= Marc Uwizeye =

Rwandan film producer and recording artist (born 1991)

Marc Uwizeye, commonly known as Rocky Kimomo (/kɪ/; born in Kigali, Rwanda, to Gerrard Nzamurambaho and Immaculée Batamuliza, is a Rwandan recording artist,songwriter, sculptor, dubbing artist, and film producer but he is famously known as a transistor to movies into Kinyarwanda Language.

== Early life and career ==
He has been in film production since 2015, and he is best known for his work, which includes the Wrath of the Soldier soundtrack and his contribution to the music of Rwanda through Rocky Entertainment. In 2023, Rocky Kimomo premiered a movie called Wrath of Soldier and specialized in sculpture.

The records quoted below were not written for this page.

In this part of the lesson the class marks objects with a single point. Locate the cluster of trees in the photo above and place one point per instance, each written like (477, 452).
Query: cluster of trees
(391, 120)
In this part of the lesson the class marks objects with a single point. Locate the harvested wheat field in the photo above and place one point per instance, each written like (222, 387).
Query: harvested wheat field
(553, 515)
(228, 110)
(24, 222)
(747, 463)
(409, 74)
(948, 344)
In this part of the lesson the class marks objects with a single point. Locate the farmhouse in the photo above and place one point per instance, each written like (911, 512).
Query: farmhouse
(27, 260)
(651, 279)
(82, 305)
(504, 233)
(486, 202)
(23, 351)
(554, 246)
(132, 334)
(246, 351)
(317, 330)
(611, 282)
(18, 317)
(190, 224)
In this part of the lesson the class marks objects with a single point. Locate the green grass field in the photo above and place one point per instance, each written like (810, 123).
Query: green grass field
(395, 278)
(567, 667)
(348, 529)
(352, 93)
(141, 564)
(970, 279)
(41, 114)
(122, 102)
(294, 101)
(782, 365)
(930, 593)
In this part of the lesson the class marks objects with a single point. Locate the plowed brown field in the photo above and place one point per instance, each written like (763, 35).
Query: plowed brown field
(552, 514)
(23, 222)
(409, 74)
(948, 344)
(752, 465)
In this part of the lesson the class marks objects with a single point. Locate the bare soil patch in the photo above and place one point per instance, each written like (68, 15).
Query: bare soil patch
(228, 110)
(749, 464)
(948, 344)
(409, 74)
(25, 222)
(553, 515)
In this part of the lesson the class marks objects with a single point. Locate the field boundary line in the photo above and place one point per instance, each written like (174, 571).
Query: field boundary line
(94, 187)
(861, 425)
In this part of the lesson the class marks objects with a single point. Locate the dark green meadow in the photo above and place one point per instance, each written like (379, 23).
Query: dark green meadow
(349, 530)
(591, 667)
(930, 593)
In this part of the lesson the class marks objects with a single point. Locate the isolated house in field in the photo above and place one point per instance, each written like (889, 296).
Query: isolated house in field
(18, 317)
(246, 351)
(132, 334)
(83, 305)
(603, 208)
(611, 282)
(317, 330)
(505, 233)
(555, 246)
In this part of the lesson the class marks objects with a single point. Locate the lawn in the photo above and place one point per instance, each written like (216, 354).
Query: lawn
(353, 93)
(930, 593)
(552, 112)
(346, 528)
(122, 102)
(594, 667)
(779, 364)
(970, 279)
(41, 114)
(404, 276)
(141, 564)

Rocky Kimomo is the one who organized the tour to support the Visit Rwanda program through Rwandan celebrities.He started the campaign by encouraging them to visit their local parks, which include Nyungwe National Park and Volcanoes National Park and Akagera National Park. Rocky Kimomo is currently working as a brand ambassador for Itel Mobile.

== Philanthropy ==
Rocky Kimomo donates to charity organizations working in the Gasabo District. Those foundations care for children infected with congenital HIV.He also pays for their school fees and basic needs, apart from funding them.